The Water Quality Index (WQI) for rivers in Puerto Rico is the result of
a research performed by personnel of the PRWRERI. This index intends to
classify the water quality in a scale from 0 to 100 according to selected
water quality indicators. The WQI is determined based on eleven water quality
indicators; fecal coliforms, pH, BOD5, dissolved oxygen, nitrates, total
phosphorus, ammonia nitrogen, suspended solids, mercury, lead, and temperature.

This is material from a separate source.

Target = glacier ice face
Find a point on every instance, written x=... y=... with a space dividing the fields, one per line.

These water quality parameters are indicative of bacterial contamination,
nutrients in water and heavy metals pollution. A group of experts in water
quality participated in the selection of the water quality indicators considered
in the calculation of WQI. The selection of these indicators followed the
Delphi process, in which carefully prepared questionnaires where used for
this purpose. The use of this process resulted in eleven water quality indicators
selected, each one with its corresponding sub-index graph. The WQI was subjected
to a strict evaluation where the goodness of fit of each sub-index was determined,
and deficiencies and applicability to the local conditions of the rivers in
Puerto Rico were identified. The WQI is representative of water quality conditions
for the specific area where water samples were collected. The map below shows the WQI
calculated for various USGS stations. Clicking on the dots will show the WQI and
associated data.
The following table and color code has been prepared for ease of interpretation of the WQI value.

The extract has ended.